Benoît Germain est luthier depuis 25 ans. Installé à Toulouse, au premier étage de la librairie musicale Le Croquenotes, il prend quotidiennement soin des instruments du quatuor à cordes (violons, altos, violoncelles) et des contrebasses et en propose également de sa fabrication. Nous l’avons rencontré dans son atelier.


« Ici, il y a une zone où il n’y a plus de vernis. Je vais en appliquer pour protéger le bois et éviter que l’instrument ne s’abîme », nous explique Benoît Germain, luthier installé à Toulouse depuis 2020. Entre ses mains, un violon fabriqué au début du XXe siècle à Mirecourt (Vosges), berceau de la lutherie française. Une tâche à laquelle le professionnel de 45 ans est habitué. « C’est quelque chose de très courant.
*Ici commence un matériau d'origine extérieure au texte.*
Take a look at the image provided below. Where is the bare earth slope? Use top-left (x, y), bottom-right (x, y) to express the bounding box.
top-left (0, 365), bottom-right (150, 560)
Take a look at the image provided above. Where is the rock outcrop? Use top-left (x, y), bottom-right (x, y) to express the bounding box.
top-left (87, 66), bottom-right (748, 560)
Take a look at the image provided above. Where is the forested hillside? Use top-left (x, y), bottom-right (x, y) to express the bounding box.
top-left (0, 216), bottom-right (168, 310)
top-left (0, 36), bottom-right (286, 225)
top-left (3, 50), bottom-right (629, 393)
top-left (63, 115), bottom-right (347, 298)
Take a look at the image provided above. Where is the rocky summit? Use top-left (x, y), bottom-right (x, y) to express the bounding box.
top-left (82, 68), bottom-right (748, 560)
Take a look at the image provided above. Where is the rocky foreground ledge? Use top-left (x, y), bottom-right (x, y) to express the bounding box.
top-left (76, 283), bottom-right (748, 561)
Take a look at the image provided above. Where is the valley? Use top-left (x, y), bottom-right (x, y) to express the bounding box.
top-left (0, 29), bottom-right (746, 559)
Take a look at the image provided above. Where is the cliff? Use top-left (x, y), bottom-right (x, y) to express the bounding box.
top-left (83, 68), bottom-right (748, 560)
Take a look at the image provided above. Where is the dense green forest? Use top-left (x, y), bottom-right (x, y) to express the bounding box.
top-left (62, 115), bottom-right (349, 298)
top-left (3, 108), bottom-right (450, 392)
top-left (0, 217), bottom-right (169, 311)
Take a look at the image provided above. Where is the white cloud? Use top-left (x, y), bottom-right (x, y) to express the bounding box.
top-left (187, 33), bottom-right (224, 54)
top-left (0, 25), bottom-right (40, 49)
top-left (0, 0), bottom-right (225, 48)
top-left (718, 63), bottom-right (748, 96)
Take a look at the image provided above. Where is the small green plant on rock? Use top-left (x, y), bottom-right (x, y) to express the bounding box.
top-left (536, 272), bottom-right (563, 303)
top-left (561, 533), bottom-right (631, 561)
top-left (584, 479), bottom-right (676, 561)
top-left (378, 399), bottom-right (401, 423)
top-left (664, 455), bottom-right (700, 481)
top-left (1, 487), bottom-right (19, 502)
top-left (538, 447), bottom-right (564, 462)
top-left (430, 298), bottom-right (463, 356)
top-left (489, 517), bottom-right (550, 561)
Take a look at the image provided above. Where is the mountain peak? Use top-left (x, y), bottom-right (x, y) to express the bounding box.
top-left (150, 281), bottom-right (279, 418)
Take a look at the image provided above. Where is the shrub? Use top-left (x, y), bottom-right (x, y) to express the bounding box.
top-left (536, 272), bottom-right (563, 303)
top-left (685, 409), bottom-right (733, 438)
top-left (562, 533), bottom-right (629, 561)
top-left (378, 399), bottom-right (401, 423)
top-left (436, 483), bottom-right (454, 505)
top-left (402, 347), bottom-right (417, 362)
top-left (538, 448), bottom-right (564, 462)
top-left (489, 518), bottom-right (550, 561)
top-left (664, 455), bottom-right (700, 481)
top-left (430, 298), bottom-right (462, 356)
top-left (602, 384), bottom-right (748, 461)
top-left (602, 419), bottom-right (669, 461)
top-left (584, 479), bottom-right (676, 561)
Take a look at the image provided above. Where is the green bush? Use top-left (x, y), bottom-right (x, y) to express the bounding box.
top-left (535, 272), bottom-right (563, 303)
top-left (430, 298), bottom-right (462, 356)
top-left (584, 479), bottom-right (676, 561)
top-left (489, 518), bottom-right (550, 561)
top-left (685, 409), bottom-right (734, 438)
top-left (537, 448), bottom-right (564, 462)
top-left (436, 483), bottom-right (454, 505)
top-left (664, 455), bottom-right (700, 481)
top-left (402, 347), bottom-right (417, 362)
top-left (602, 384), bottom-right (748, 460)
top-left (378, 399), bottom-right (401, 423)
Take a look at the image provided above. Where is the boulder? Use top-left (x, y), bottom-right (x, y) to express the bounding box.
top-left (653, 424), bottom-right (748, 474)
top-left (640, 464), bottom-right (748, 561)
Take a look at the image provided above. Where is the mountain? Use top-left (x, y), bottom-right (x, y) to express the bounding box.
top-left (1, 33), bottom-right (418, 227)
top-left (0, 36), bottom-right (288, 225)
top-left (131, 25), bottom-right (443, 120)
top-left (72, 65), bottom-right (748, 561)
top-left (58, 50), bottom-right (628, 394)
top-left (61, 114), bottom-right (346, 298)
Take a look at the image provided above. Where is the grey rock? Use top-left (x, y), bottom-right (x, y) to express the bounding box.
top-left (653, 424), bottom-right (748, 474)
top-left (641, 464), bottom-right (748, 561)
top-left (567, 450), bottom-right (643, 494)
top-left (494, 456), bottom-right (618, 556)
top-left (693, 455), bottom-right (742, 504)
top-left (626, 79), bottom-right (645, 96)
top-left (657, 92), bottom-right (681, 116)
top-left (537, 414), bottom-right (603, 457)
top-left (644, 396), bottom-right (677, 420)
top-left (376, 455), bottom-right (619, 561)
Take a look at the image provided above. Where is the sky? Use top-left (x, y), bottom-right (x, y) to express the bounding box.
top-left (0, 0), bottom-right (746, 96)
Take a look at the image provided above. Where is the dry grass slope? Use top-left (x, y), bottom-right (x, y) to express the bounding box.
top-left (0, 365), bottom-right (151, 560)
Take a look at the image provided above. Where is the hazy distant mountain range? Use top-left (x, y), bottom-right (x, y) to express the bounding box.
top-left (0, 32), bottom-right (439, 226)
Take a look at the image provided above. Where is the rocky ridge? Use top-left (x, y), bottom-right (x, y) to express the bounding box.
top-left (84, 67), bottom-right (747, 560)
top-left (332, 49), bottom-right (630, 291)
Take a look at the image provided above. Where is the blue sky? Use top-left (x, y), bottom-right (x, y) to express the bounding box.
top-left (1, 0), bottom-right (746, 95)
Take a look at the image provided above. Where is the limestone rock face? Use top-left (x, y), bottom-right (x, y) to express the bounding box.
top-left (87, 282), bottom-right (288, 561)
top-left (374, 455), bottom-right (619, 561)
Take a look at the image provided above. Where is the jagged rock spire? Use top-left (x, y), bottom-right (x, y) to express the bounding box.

En l’occurrence, il s’agit d’un particulier qui souhaite le remettre en état avant de le mettre en dépôt ici », précise-t-il.

Au quotidien, le quadragénaire entretient, répare, restaure et vend des instruments du quatuor à cordes (violons, altos, violoncelles) et des contrebasses. Mais aussi la viole de gambe « et tout ce qui est instruments baroques », dont le luthier a eu l’occasion de s’occuper lorsqu’il était salarié.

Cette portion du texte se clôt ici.